Robotics researchers at the Suzumori Endo Lab at the Tokyo Institute of Technology were working to prove that insect-style quadruped robots could walk as fast as mammal style robots, so they built the terrifying Titan-XIII to prove it. They published their results in ROBOMECH Journal in 2016 and they released footage of the Titan-XIII scuttling around a grassy field on Tuesday, which looks like video of a second set of experiments on how insect robots are better at moving on uneven ground than mammal robots.

Titan-XIII, cutest when not moving.

 Kitano et al. 2016

Mammalian-type quadruped robots have legs that are mostly vertical and many robots have been styled after mammals, because researchers thought the style of walking was faster and more mechanically efficient, making them more cost-effective. And since walking robots are being designed to carry stuff over uneven ground, this has made mammal-robots desirable.

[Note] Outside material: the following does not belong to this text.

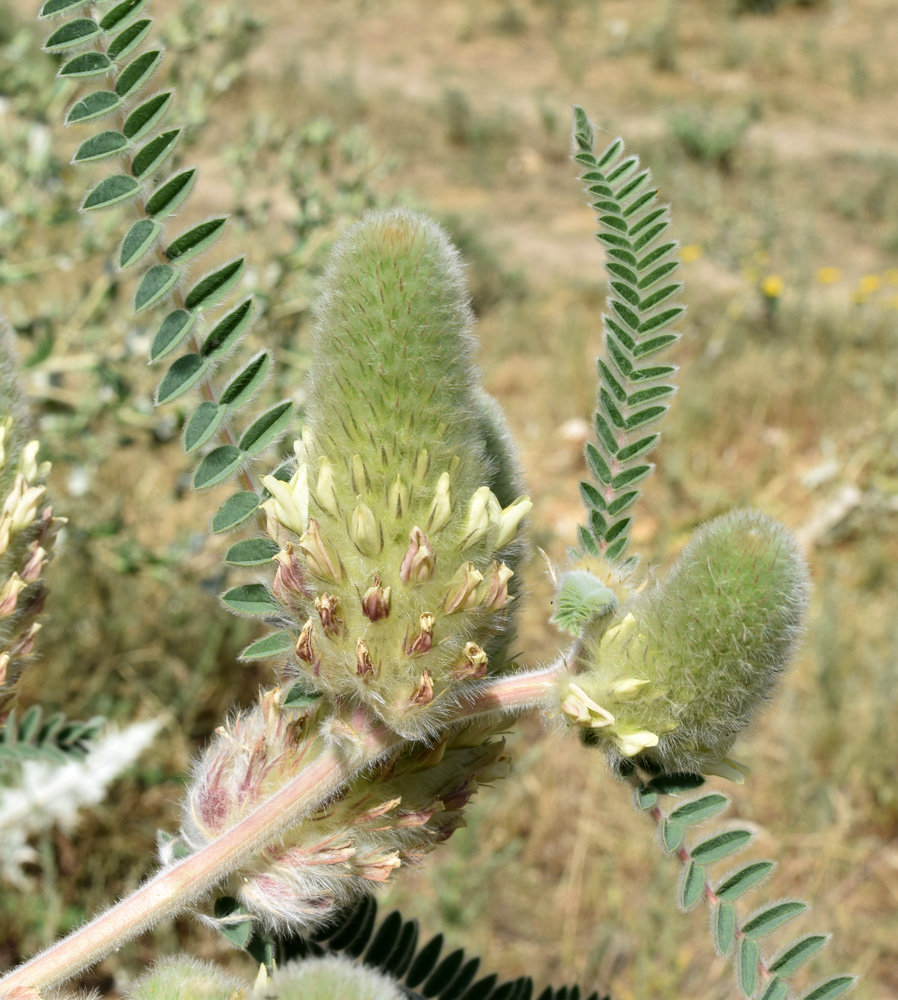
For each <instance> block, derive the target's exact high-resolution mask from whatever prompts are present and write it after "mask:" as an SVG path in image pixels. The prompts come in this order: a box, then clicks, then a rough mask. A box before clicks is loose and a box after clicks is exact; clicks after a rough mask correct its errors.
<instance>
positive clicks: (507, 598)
mask: <svg viewBox="0 0 898 1000" xmlns="http://www.w3.org/2000/svg"><path fill="white" fill-rule="evenodd" d="M489 573H490V575H489V579H488V581H487V585H486V593H484V594H483V600H482V605H483V607H484V608H487V609H489V610H490V611H495V610H496V609H498V608H503V607H505V605H506V604H507V603H508V581H509V580H510V579H511V578H512V577H513V576H514V570H511V569H509V568H508V567H507V566H506V565H505V563H497V562H494V563H493V564H492V565H491V566H490V568H489ZM481 593H483V591H482V590H481Z"/></svg>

However, the researchers Satoshi Kitano, Gen Endo, Koichi Suzumori, and Shigeo Hirose, point out in their paper that insectoid robots have lower centers of gravity, and greater stability than mammal-robots, making them better suited to carrying things over uncertain ground. Even with potentially less efficient legs (the top leg segment of sprawling-type insect robots is horizontal) they think these guys are better suited to carrying things.

To prove this, they changed how sprawling robots move. Instead of moving one leg at a time, the Titan-XIII trots – moving diagonal pairs of legs forward at the same time. Mammalian robots do this because it’s more efficient, but researchers had stuck to moving a single leg at a time in insect robots to maximize stability. When Titan-XIII trots it remains stable because if it falls it’s designed to swing around the stable diagonal legs until it’s standing up on three legs.

The left drawing is the basic structure of Titan XIII legs and range of motion in each joint. On the left is the detailed version of the leg with the locations of all the motors. 

Kitano et al. 2016

Each leg of the Titan-XIII can be replaced and has three axes of movement, similar to a shoulder or hip joint. There are four little motors, one for each leg, and there are two pulleys and two wires that act like muscle tendons to move the spider legs. The little dude is wifi-controlled by a computer program, so it’s not an autonomous spider nightmare — yet.

The original paper showed the Titan-XIII walking in a flat lab environment, so the footage from out in a yard looks like the beginnings of a second set of experiments on more uneven ground. Maybe Titan-XIII will be the replacement for the Marine’s robot dogs.